W szczególności, wewnętrzny e-mail z 2021 roku stwierdza, że Spencer, pomimo konkurencji z Game Pass, omówił możliwość włączenia gry do katalogu PlayStation Now, ponieważ była ona w punkcie, w którym "musiała przyciągnąć więcej graczy". Zauważono również, że gdyby gra nie mogła osiągnąć 10 milionów aktywnych użytkowników miesięcznie na wszystkich platformach, lepiej byłoby ją odłożyć lub "odejść od niej".
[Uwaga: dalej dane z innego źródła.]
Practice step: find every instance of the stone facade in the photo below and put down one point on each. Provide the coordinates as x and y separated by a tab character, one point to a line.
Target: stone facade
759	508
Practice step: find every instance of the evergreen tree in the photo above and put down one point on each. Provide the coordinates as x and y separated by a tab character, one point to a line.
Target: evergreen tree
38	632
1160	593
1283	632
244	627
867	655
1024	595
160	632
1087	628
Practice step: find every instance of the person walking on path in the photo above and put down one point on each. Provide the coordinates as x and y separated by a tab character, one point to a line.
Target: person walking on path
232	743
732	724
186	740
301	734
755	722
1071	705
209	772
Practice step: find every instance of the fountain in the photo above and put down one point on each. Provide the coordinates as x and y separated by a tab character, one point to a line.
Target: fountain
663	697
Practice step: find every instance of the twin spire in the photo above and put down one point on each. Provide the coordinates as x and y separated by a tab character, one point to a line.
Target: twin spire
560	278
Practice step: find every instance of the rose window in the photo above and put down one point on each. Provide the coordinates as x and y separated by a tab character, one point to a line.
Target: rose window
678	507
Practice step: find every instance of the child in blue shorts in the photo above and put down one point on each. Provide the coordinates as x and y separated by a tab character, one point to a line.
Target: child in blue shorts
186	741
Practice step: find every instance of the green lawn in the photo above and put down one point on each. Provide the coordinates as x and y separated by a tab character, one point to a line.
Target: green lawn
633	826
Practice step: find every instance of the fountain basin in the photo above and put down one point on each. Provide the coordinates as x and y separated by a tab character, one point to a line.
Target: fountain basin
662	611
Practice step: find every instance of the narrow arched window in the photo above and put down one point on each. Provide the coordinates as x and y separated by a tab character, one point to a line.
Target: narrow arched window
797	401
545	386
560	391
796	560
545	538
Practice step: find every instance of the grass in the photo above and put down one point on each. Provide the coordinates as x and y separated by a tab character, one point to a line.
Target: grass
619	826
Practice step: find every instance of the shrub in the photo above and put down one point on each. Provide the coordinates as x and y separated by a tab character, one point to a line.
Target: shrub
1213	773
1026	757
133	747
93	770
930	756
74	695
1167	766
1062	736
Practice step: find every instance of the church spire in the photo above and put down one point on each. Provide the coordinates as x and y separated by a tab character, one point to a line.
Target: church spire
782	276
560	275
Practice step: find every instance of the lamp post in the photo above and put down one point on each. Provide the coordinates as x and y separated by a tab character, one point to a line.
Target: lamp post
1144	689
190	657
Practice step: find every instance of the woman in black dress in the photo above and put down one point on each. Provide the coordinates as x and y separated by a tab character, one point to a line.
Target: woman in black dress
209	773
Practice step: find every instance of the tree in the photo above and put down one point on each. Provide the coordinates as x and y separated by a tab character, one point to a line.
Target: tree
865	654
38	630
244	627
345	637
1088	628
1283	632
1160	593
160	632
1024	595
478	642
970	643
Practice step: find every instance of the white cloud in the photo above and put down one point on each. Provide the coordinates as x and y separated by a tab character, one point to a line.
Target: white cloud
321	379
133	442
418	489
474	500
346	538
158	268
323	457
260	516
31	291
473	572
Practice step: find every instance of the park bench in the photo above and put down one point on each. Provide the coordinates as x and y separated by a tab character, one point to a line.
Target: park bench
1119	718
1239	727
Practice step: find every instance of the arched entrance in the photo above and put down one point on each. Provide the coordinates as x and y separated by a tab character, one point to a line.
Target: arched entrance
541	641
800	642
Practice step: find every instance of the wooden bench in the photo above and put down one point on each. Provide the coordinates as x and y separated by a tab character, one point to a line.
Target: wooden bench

"Moim zdaniem F76 jest w tym interesującym miejscu. Oczywiście zaczęło się nierówno. Zespół skupia się na poprawie i znalezieniu większej publiczności. Wydaje się, że albo musimy osiągnąć 10 mln. MAU na wszystkich platformach, albo zdecydujemy się od tego odejść, a jeśli uważasz, że PSNow może utrzymać to znaczenie, to jestem za tym" - napisał Spencer.
Pomimo trudności na starcie, Fallout 76 nadal otrzymywał regularne aktualizacje zawartości i zdobył stabilną bazę graczy.